Stacey peered at him intently for a moment, then grinned to herself. "Nothing, kiddo. If you get up now, maybe we can convince Daddy to make pancakes before church." She ruffled his hair and wandered out of his room.

Lance watched her retreating back, staring hard for a minute. He shook himself once, driving the last of the sleep from his brain. He didn't know what he was looking for, but it wasn't there.

EPILOGUE

Chris managed to catch Stacey alone for a minute, closing the living room door on the madness of the extended Bass family. "I just wanted to say thank you personally," he said. "I don't think Lance knows, but I know what you did for us, and I really appreciate it." He rubbed the back of his neck, feeling awkward all over again.

Stacey started. "What I did for you? But, well, what? You never said anything before! I didn't know that you re—"

"I only just found out," Chris overrode her. "Which is why I think Lance doesn't know. But I overheard your mom talking, and she said that you talked to your dad. You know he hated this at first," he said, looking her in the eye and waving his hand between himself and the backyard, where Lance was entertaining his great-aunt with highly edited tales of the Hollywood life. "But he's better now, even if he still wishes I were Joey. Or Joey were here instead of me. Whatever. But I know I have you to thank for that. Thanks for talking to him."

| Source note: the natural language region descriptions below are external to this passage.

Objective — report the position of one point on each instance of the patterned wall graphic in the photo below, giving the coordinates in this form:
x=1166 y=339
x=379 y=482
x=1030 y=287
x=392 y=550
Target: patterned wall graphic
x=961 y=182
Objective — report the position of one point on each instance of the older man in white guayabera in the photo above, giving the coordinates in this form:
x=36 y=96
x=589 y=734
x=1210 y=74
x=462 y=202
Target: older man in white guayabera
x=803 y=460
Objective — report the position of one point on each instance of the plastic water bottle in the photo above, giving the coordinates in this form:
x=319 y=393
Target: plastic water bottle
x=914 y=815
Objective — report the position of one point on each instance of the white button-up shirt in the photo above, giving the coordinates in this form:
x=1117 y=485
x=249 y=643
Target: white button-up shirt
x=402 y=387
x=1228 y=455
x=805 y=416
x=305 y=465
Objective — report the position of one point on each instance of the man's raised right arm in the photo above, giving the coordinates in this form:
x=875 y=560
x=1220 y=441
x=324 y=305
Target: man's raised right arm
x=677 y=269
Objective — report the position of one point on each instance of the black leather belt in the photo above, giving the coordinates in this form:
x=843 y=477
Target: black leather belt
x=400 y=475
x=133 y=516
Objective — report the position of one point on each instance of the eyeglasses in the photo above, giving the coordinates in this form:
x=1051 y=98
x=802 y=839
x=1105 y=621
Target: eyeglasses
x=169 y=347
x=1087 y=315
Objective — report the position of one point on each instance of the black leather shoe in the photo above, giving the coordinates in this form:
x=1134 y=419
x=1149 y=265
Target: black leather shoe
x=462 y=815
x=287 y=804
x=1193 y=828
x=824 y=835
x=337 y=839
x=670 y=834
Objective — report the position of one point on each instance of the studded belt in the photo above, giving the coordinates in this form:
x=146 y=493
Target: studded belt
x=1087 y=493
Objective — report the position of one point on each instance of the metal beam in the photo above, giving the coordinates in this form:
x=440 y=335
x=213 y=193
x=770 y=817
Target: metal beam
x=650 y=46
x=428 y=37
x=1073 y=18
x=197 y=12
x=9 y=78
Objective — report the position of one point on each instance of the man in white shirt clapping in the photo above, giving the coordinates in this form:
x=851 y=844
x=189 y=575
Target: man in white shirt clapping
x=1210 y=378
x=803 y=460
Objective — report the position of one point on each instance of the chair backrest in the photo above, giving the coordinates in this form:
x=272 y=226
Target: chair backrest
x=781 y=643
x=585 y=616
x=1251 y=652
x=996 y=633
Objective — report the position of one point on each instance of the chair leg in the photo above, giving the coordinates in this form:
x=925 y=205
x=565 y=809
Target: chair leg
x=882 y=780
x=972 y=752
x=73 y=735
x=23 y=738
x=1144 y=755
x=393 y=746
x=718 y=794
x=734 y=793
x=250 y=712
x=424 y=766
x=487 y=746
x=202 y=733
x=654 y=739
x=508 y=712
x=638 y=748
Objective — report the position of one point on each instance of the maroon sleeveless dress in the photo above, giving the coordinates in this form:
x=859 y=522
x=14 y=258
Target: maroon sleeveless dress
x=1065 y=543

Stacey laughed, loud and bright. "Oh, honey, there's nothing to thank me for. You two are stupid over each other, and that's all my daddy really wants someone who'll make his boy happy. It just took him a little longer to see that. I'm just glad you two found each other." She snickered a little, then shoved at his arm. "Now go on and get back out there. No more using me as an excuse to avoid your first full Bass family reunion. Lance could probably use a rescue about now."

Chris caught her hand and squeezed it once. "Liar," he said gently. "We have you to thank for everything." He grinned at her, then went and joined Lance.

Ford found her a few minutes later, still watching Chris and Lance out the picture window. Great Aunt Tilly had cornered them near a lawn chair and was waving wildly as she talked. Chris had tucked himself just behind and beside Lance, his hand resting on Lance's lower back. Stacey watched her brother curve into Chris, relaxing to fit up next to him. He tugged Chris's hand around his waist, and Stacey could see the glimmer of Chris's grin all the way across the yard. She indulged in a moment of smug triumph.

Ford caught her eye in the window's reflection and smiled at her. He grabbed her around the waist and bent to rest his chin on her shoulder. "You're about to miss dessert. What's got you all puffed up and looking pleased?"

She shook her head and brushed a kiss across his cheek. "Just daydreaming."